Joe Carlsmith comments on Can we safely automate alignment research?

Joe Carlsmith 1 May 2025 22:50 UTC
LW: 4 AF: 3
0
AF
Sure, maybe there’s a band of capability where you can take over but you can’t do top-human-level alignment research (and where your takeover plan doesn’t involve further capabilities development that requires alignment). It’s not the central case I’m focused on, though.
Also, if there’s an alignment tax (or control tax), then that impacts the comparison, since the AIs doing alignment research are paying that tax whereas the AIs attempting takeover are not.

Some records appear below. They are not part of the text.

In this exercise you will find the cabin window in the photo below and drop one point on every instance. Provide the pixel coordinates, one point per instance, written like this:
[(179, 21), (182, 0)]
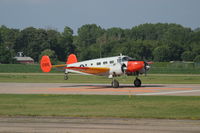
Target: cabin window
[(105, 62), (98, 63), (81, 65), (111, 62)]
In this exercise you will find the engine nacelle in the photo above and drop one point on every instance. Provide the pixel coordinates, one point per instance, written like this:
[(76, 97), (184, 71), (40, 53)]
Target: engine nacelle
[(116, 70)]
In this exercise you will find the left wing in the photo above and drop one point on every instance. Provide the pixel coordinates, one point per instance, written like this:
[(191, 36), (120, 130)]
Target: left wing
[(90, 70), (46, 66)]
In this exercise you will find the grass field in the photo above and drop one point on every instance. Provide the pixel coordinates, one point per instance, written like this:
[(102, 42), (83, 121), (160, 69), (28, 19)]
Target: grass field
[(156, 68), (168, 107), (59, 78)]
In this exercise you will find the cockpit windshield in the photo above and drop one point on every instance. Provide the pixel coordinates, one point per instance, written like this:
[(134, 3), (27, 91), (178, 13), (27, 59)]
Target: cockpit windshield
[(126, 58)]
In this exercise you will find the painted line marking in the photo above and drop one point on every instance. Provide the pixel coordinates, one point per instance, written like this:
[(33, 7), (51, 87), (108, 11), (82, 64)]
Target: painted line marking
[(173, 92)]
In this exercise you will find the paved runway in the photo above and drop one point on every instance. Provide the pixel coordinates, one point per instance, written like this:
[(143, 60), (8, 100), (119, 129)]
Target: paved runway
[(95, 125), (100, 89)]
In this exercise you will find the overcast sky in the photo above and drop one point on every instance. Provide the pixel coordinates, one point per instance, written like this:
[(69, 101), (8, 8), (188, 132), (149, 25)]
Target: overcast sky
[(106, 13)]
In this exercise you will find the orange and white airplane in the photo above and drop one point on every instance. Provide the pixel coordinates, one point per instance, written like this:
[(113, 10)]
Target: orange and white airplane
[(110, 67)]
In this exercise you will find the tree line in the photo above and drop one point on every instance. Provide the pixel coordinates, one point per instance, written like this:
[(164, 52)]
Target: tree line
[(157, 42)]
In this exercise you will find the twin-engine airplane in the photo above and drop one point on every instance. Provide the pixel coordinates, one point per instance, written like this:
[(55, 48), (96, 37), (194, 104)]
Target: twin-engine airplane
[(110, 67)]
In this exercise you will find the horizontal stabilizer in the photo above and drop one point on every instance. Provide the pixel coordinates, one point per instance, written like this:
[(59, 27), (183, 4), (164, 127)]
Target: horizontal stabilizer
[(45, 64), (71, 59)]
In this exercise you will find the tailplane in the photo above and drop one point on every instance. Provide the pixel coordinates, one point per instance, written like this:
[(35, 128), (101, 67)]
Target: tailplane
[(45, 64), (71, 59)]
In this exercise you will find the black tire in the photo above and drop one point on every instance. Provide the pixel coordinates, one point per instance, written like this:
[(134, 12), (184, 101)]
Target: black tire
[(137, 82), (115, 84)]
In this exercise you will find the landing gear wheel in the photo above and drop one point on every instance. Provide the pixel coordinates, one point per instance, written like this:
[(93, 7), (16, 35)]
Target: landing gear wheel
[(137, 82), (65, 77), (115, 83)]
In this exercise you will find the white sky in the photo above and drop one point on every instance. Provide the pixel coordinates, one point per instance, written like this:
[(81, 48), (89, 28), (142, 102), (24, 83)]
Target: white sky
[(106, 13)]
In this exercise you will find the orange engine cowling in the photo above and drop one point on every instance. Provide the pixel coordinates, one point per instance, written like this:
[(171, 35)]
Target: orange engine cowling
[(134, 66), (71, 59), (45, 64)]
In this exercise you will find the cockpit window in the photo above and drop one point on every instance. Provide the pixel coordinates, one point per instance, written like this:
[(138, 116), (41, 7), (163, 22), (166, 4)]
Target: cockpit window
[(126, 58)]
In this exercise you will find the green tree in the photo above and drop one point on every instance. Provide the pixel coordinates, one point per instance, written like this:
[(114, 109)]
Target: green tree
[(187, 56)]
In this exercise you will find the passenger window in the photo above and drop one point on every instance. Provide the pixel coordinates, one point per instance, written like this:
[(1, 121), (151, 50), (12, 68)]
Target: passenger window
[(111, 62), (105, 62), (98, 63)]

Is the thought here that the AIs trying to takeover aren’t improving their capabilities in a way that requires paying an alignment tax? E.g. if the tax refers to a comparison between (a) rushing forward on capabilities in a way that screws you on alignment vs. (b) pushing forward on capabilities in a way that preserves alignment, AIs that are fooming will want to do (b) as well (though they may have an easier time of it for other reasons). But if it refers to e.g. “humans will place handicaps on AIs that they need to ensure are aligned, including AIs they’re trying to use for alignment research, whereas rogue AIs that have also freed themselves human control will also be able to get rid of these handicaps,” then yes, that’s an advantage the rogue AIs will have (though note that they’ll still need to self-filtrate etc).